The first thing that I noticed when we landed in Incheon airport, I hadn’t been paying attention on the plane, was the amount of Irish priests and nuns that were queueing up in front of us to get through immigration. Surely Korea was Buddhist, no? I was confused. I was also uncomfortable. I tried very hard not to make any eye contact with the clergy. I was sure if they saw my big spud head they’d know I was Irish. I didn’t want to get in to any awkward conversations about mass.
We were staying in an apartment near Dongdaemon for our first few weeks. We carried all our impossibly awkward luggage on to the subway and set off on our two hour journey. We both fell asleep immediately on the train. Our stop was the last one, I think, so we were safe enough. The train played a little song when we reached our stop. That woke us up. I love that song. Actually, the train had a few different songs, one for transfers, one for end of the line, one for taking off. All of them were hits.
We met Kang, the apartment owner, in the train station. He very kindly offered to carry one of our bags up and down a series of extremely steep hills to our apartment. The heat was unbearable. It was in the high 30’s, Celsius, and it was close to 1 in the morning.
We thanked Kang for his help and collapsed on the bed in the apartment. There was a large Samsung air-con unit over the bed that herself figured out. We cooled off and begun to think about getting ourselves fed.

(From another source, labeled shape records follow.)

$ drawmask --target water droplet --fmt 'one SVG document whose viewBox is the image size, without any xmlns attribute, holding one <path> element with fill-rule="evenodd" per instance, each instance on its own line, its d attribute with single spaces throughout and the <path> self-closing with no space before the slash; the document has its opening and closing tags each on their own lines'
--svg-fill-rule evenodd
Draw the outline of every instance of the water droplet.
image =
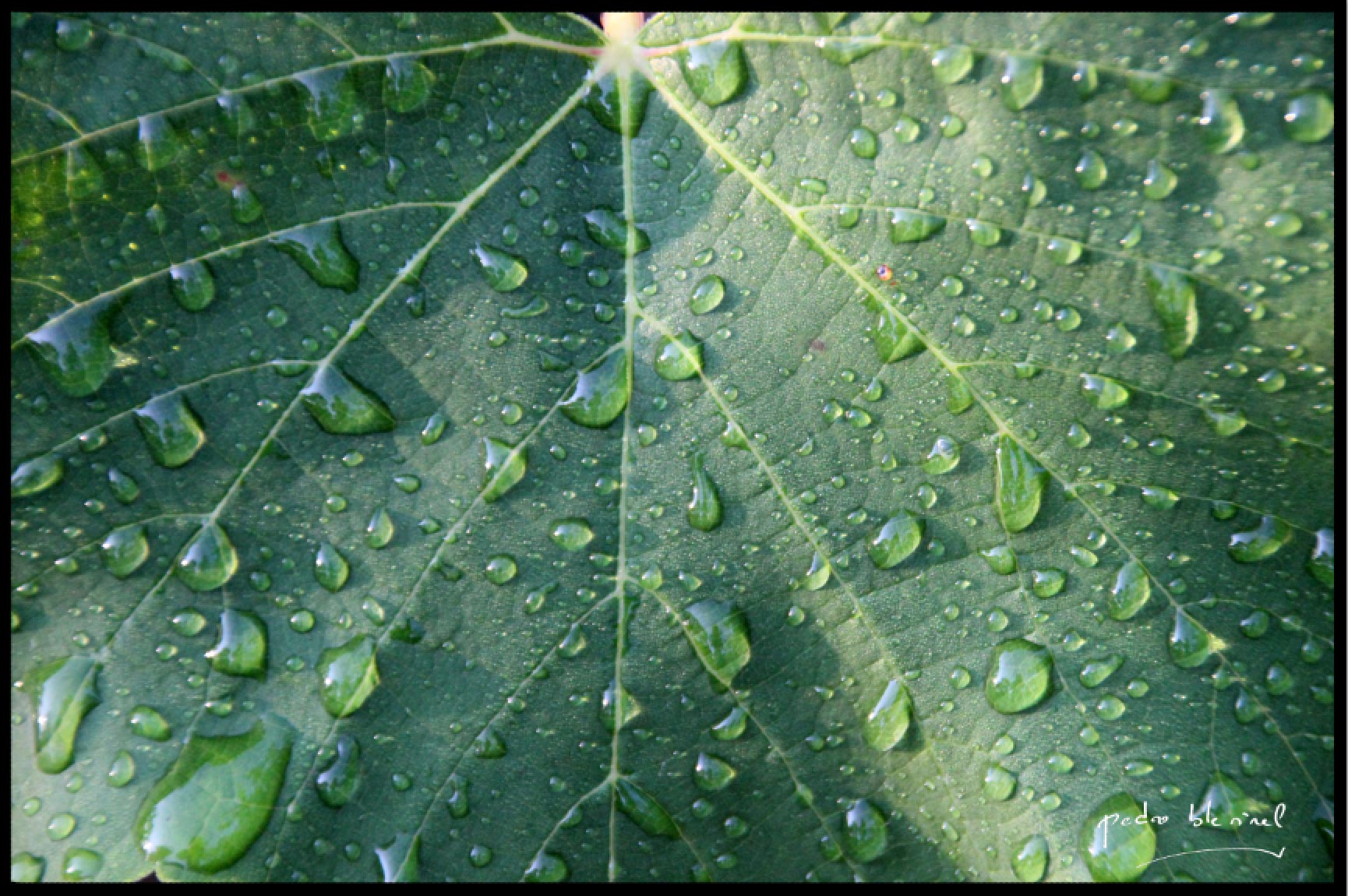
<svg viewBox="0 0 1348 896">
<path fill-rule="evenodd" d="M 891 679 L 861 719 L 861 738 L 871 749 L 883 753 L 898 746 L 911 724 L 913 697 L 903 682 Z"/>
<path fill-rule="evenodd" d="M 168 719 L 166 719 L 159 710 L 152 706 L 136 706 L 131 710 L 127 717 L 127 728 L 136 737 L 144 737 L 151 741 L 166 741 L 173 737 L 173 729 L 168 726 Z"/>
<path fill-rule="evenodd" d="M 739 44 L 735 44 L 739 49 Z M 639 788 L 625 777 L 613 781 L 613 796 L 617 811 L 627 815 L 643 831 L 651 837 L 666 837 L 678 839 L 678 825 L 665 807 L 654 796 Z"/>
<path fill-rule="evenodd" d="M 945 218 L 917 209 L 890 209 L 890 241 L 922 243 L 945 229 Z"/>
<path fill-rule="evenodd" d="M 1204 90 L 1200 135 L 1208 152 L 1231 152 L 1246 136 L 1246 120 L 1236 97 L 1228 90 Z"/>
<path fill-rule="evenodd" d="M 28 334 L 38 365 L 66 395 L 92 395 L 112 372 L 115 357 L 106 319 L 112 307 L 109 300 L 81 305 Z"/>
<path fill-rule="evenodd" d="M 146 171 L 162 171 L 173 164 L 182 152 L 182 137 L 162 115 L 143 115 L 136 119 L 139 132 L 133 155 L 136 164 Z"/>
<path fill-rule="evenodd" d="M 1002 63 L 1002 104 L 1019 112 L 1043 89 L 1043 58 L 1007 55 Z"/>
<path fill-rule="evenodd" d="M 483 500 L 500 499 L 524 478 L 528 449 L 515 447 L 489 435 L 483 437 Z"/>
<path fill-rule="evenodd" d="M 1020 842 L 1011 856 L 1011 870 L 1024 884 L 1037 884 L 1049 870 L 1049 841 L 1035 834 Z"/>
<path fill-rule="evenodd" d="M 210 591 L 239 570 L 239 554 L 218 523 L 208 521 L 187 544 L 174 573 L 194 591 Z"/>
<path fill-rule="evenodd" d="M 613 209 L 594 209 L 585 214 L 585 233 L 605 249 L 627 252 L 627 220 Z M 639 228 L 632 228 L 632 255 L 651 248 L 651 238 Z"/>
<path fill-rule="evenodd" d="M 619 418 L 631 396 L 627 352 L 613 352 L 576 377 L 561 408 L 573 423 L 603 428 Z"/>
<path fill-rule="evenodd" d="M 665 380 L 687 380 L 702 369 L 702 344 L 683 330 L 674 337 L 662 335 L 655 344 L 655 372 Z"/>
<path fill-rule="evenodd" d="M 337 738 L 337 749 L 328 765 L 314 779 L 314 790 L 325 806 L 341 808 L 360 787 L 360 744 L 350 734 Z"/>
<path fill-rule="evenodd" d="M 344 137 L 356 129 L 356 85 L 350 67 L 315 69 L 295 75 L 305 88 L 305 112 L 314 139 L 324 143 Z"/>
<path fill-rule="evenodd" d="M 1335 102 L 1324 90 L 1306 90 L 1287 102 L 1282 120 L 1298 143 L 1320 143 L 1335 129 Z"/>
<path fill-rule="evenodd" d="M 1155 857 L 1157 834 L 1132 796 L 1115 794 L 1081 822 L 1078 847 L 1093 880 L 1130 883 Z"/>
<path fill-rule="evenodd" d="M 842 849 L 853 861 L 875 861 L 887 843 L 884 812 L 868 799 L 859 799 L 848 806 L 847 815 L 842 817 Z"/>
<path fill-rule="evenodd" d="M 100 703 L 101 670 L 89 656 L 66 656 L 24 676 L 23 690 L 32 699 L 38 768 L 47 775 L 63 772 L 74 760 L 80 722 Z"/>
<path fill-rule="evenodd" d="M 585 108 L 589 109 L 596 121 L 613 133 L 635 137 L 636 132 L 642 129 L 642 121 L 646 120 L 646 104 L 651 96 L 651 85 L 635 73 L 628 84 L 625 120 L 623 117 L 621 84 L 615 71 L 608 71 L 594 81 L 585 97 Z"/>
<path fill-rule="evenodd" d="M 1008 532 L 1034 521 L 1049 473 L 1010 435 L 998 438 L 998 512 Z"/>
<path fill-rule="evenodd" d="M 1291 527 L 1281 517 L 1264 516 L 1259 527 L 1231 536 L 1227 552 L 1239 563 L 1256 563 L 1278 552 L 1291 539 Z"/>
<path fill-rule="evenodd" d="M 749 78 L 744 50 L 732 40 L 693 44 L 678 61 L 693 96 L 709 106 L 733 100 Z"/>
<path fill-rule="evenodd" d="M 248 610 L 220 614 L 220 640 L 206 651 L 210 667 L 225 675 L 262 678 L 267 672 L 267 624 Z"/>
<path fill-rule="evenodd" d="M 992 648 L 985 693 L 999 713 L 1022 713 L 1038 706 L 1053 686 L 1053 655 L 1046 647 L 1012 637 Z"/>
<path fill-rule="evenodd" d="M 1112 411 L 1123 407 L 1132 397 L 1122 383 L 1095 373 L 1081 375 L 1081 391 L 1101 411 Z"/>
<path fill-rule="evenodd" d="M 973 50 L 962 43 L 941 47 L 931 54 L 931 74 L 941 84 L 958 84 L 973 69 Z"/>
<path fill-rule="evenodd" d="M 65 462 L 55 454 L 43 454 L 24 461 L 9 474 L 9 497 L 28 497 L 46 492 L 65 476 Z"/>
<path fill-rule="evenodd" d="M 729 684 L 749 662 L 748 618 L 735 604 L 714 598 L 693 604 L 687 616 L 687 636 L 702 664 L 718 683 Z"/>
<path fill-rule="evenodd" d="M 325 364 L 299 393 L 305 408 L 325 433 L 367 435 L 388 433 L 396 423 L 384 402 L 337 369 Z"/>
<path fill-rule="evenodd" d="M 341 238 L 336 221 L 310 224 L 271 237 L 271 245 L 284 252 L 321 287 L 355 292 L 360 286 L 360 263 Z"/>
<path fill-rule="evenodd" d="M 318 658 L 319 693 L 324 709 L 333 718 L 350 715 L 379 684 L 375 639 L 357 635 L 345 644 L 329 647 Z"/>
</svg>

I was famished. We hadn’t eaten since the plane, a vile, cold, pasta dish. Herself said that there was a real 24 hour culture in Korea and we shouldn’t have to look too long for somewhere to eat. I had to take her word for it, I hadn’t done my research. We showered and changed and ventured out in to the sticky July Korean night.
Sticky July Korean night would be a great name for an electro band, wouldn’t it?
The biggest challenge we faced initially was not being able to use Google maps on our phones. Apparently it required a Korean ip address to gain access to Google servers in Korea. I tried using Apple maps instead to find a McDonalds, but it being Apple maps, we got lost in five minutes or so.
Herself took charge, and I was damn glad of it. We weren’t going to a McDonalds, we were getting Korean food. She chose a restaurant at random. I wasn’t convinced. It looked like a cross between a taxi office and a soup kitchen, but my God, the food was fucking delicious! I took back, silently, every ignorant assumption I’d made about the food in Korea. It cost the equivalent of four euro and was served with about five different side dishes. I’d never had kimchi before that night. It stank like farts, but tasted amazing.
Night one. Food’s good. Everything was going to be great!